Description glaçante d’un cas clinique, Les intranquilles confirme la capacité de Joachim Lafosse à s’emparer de la thématique des troubles familiaux. Leïla Bekhti et Damien Bonnard sont parfaits.
Synopsis : Leïla et Damien s’aiment profondément. Malgré sa bipolarité, il tente de poursuivre sa vie avec elle sachant qu’il ne pourra peut-être jamais lui offrir ce qu’elle désire.

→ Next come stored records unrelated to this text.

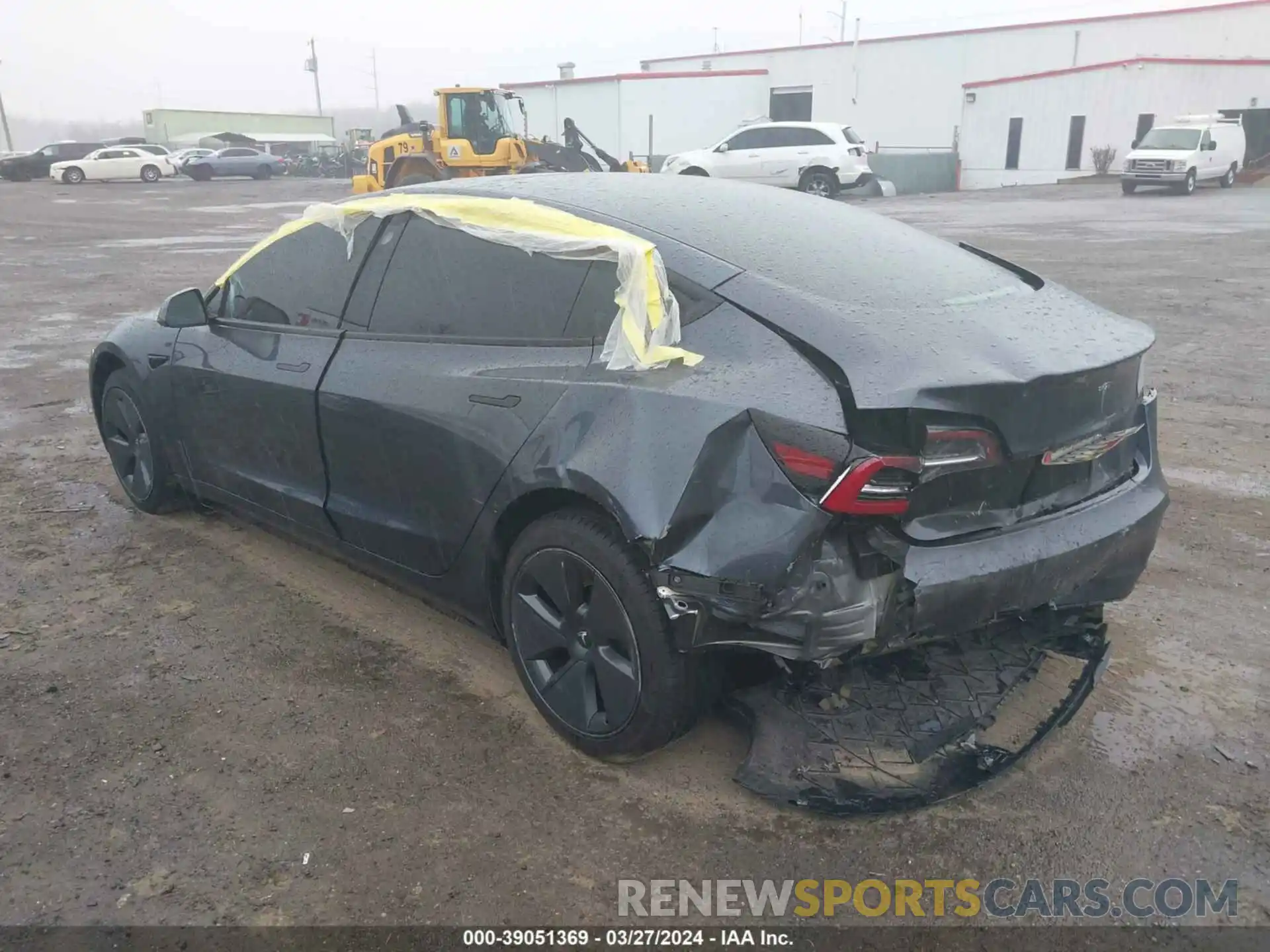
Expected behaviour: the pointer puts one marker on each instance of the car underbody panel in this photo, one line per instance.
(915, 728)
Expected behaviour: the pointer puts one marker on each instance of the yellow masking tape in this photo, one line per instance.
(517, 216)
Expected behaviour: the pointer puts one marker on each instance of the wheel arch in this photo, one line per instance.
(105, 364)
(521, 513)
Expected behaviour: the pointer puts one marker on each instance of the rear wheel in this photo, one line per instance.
(591, 641)
(135, 448)
(821, 184)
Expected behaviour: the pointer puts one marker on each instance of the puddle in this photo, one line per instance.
(173, 241)
(262, 206)
(1230, 484)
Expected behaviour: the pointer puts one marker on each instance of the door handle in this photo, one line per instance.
(506, 403)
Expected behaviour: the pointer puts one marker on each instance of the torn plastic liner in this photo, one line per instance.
(646, 332)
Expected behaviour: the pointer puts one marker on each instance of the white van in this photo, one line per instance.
(1187, 151)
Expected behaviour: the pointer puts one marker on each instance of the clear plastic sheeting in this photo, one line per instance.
(646, 331)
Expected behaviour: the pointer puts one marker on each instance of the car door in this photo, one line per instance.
(245, 383)
(423, 411)
(743, 158)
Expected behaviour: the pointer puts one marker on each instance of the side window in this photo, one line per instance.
(444, 282)
(804, 138)
(748, 139)
(302, 280)
(596, 307)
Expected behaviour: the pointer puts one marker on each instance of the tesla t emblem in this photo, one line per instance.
(1087, 450)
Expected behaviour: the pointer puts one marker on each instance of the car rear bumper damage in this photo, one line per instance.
(865, 587)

La bipolarité et l’engagement amoureux
Critique : Joachim Lafosse a souvent abordé les affres des relations parentales ou conjugales. On songe au huis clos opposant une mère et ses fils dans Nue propriété (2006), à la radioscopie d’un cas d’infanticide (À perdre la raison, 2012) ou au récit de deux époux séparés mais contraints de continuer à cohabiter dans L’économie du couple (2016). Les intranquilles est fidèle à ce cadre, qu’il greffe à la thématique de l’influence de la maladie sur une cellule familiale. Son film n’est pourtant pas un énième dossier médical de l’écran, même si le spectateur en apprend beaucoup sur la bipolarité. Les premières séquences décrivent le quotidien a priori balisé d’un de ces couples bourgeois bohèmes dont le cinéma français est friand, de La lutte des classes de Michel Leclerc à Bergman Island de Mia Hansen-Løve. Damien est peintre et passionné par son art, au point de lui consacrer ses heures de sommeil. Leïla restaure des meubles anciens. Ils vivent avec leur petit garçon dans une villa cossue où l’harmonie semble régner.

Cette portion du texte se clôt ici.